The supernatant was discarded and the pellet was washed with DI water. The
pellet was resuspended in 2.5mL 1M sodium hydroxide and held for 18 hours.
The mixture was centrifuged at 12,000g for 20 min at room temperature and
the supernatant was transferred to a separate tube. Concentrated
hydrochloric acid (0.5mL) was added to each tube and the mixture was
allowed to precipitate overnight at room temperature before the samples
were centrifuged for 20 min at 12,000g and room temperature. The pellet
was suspended in 1M sodium hydroxide and the absorbance read at 280nm with
1M sodium hydroxide used as a blank. Toluidine blue O staining Freehand
slices of approximately 500μm thickness were made from the top and bottom
of a BER-affected fruit using a razor. Bottom slices spanned healthy and
BER-affected tissue. Slices were incubated in 0.1% toluidine blue O for 1
min, then rinsed and mounted on slides with water under a cover slip at 4X
magnification. Stained samples were imaged using an Evos FL Auto
microscope in the color transmitted light setting. Lignin autofluorescence
Autofluorescence of fresh tomato tissue was measured using a EVOS FL Auto
fluorescence microscope (Thermo Fisher, Waltham, MA, USA). Slices of
tomato tissue approximately 5mm by 5mm by 500μm were cut from the top and
bottom of fruit with and without BER on the day after harvest. To make
each 500μm slice, a subsection of tomato (approximately 1cm x 1cm x 4cm)

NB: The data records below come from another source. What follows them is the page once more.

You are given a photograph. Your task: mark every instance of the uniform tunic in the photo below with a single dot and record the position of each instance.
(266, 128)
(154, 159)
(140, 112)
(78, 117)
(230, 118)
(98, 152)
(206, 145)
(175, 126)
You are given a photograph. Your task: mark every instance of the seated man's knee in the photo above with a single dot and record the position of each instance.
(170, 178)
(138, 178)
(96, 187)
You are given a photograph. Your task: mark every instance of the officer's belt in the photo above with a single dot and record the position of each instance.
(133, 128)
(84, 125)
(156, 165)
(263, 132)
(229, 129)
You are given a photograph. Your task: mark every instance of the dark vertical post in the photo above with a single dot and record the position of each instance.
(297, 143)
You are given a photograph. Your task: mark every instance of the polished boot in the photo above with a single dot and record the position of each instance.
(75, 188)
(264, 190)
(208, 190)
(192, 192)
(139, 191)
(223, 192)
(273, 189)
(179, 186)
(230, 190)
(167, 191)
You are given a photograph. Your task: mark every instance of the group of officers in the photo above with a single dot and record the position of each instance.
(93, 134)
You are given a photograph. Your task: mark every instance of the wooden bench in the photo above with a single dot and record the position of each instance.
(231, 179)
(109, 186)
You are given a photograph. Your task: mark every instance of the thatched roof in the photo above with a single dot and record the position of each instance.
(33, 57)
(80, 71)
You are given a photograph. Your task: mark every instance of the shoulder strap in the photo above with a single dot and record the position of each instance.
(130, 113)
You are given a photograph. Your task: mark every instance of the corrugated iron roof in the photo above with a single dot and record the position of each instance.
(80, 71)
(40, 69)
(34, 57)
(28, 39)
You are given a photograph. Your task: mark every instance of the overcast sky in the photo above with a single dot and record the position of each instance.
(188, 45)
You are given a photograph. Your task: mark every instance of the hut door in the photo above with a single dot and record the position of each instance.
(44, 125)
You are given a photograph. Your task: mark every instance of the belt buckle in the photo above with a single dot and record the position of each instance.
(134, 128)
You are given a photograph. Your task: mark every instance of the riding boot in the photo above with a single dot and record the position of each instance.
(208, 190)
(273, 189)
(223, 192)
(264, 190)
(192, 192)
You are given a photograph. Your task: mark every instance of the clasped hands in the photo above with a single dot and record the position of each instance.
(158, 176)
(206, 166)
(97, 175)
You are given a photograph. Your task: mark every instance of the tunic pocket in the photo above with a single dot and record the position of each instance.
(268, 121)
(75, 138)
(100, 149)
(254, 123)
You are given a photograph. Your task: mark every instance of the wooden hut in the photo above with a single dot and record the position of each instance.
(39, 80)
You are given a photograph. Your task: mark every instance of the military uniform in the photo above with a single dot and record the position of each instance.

was placed in a graduated handheld microtome, and the protruding section
was removed to create a flat surface. Vertical incisions were made to
create a 5mm x 5mm square section that included the skin, perpendicular to
the movement of the microtome. Slices of 500μm thickness were made by hand
using a razor. Bottom slices from BER-affected fruit were cut at the
water-soaking boundary, including both healthy tissue and tissue
exhibiting moderate BER symptoms. Slices were mounted on glass slides with
a solution containing 50μL 0.2 M mannitol and 1μM Fluo-4 pentasodium salt
(Thermo Fisher, Waltham, MA, USA), and a cover slip. Slices were imaged
using a EVOSTM DAPI filter cube (excitation: 357nm with a bandpass of
±22nm, emission: 447nm with a bandpass of ±30nm, Thermo Fisher) at 4X
magnification. Fluo-4 impermeant was included for calcium analysis (data
not presented here) and did not affect autofluorescence in the
fluorescence range analyzed when compared to samples not treated with
Fluo-4 impermeant (data not shown). Images were analyzed for mean
fluorescence of the pericarp tissue using ImageJ software17. The analysis
excluded the thin layer of smaller cells near the skin surface and the
highly autofluorescent cuticle. Two slices were analyzed from each
location on four healthy fruit and four BER-affected fruit, with the mean
fluorescence of the two slices being averaged into one final value for
each fruit. Statistical analysis Statistical analyses were completed
using SAS On Demand for Academics (SAS Institute Inc., Cary, NC, USA). A
general linear model and Tukey’s honest means separation were used to test
for significant differences between means at p<0.05."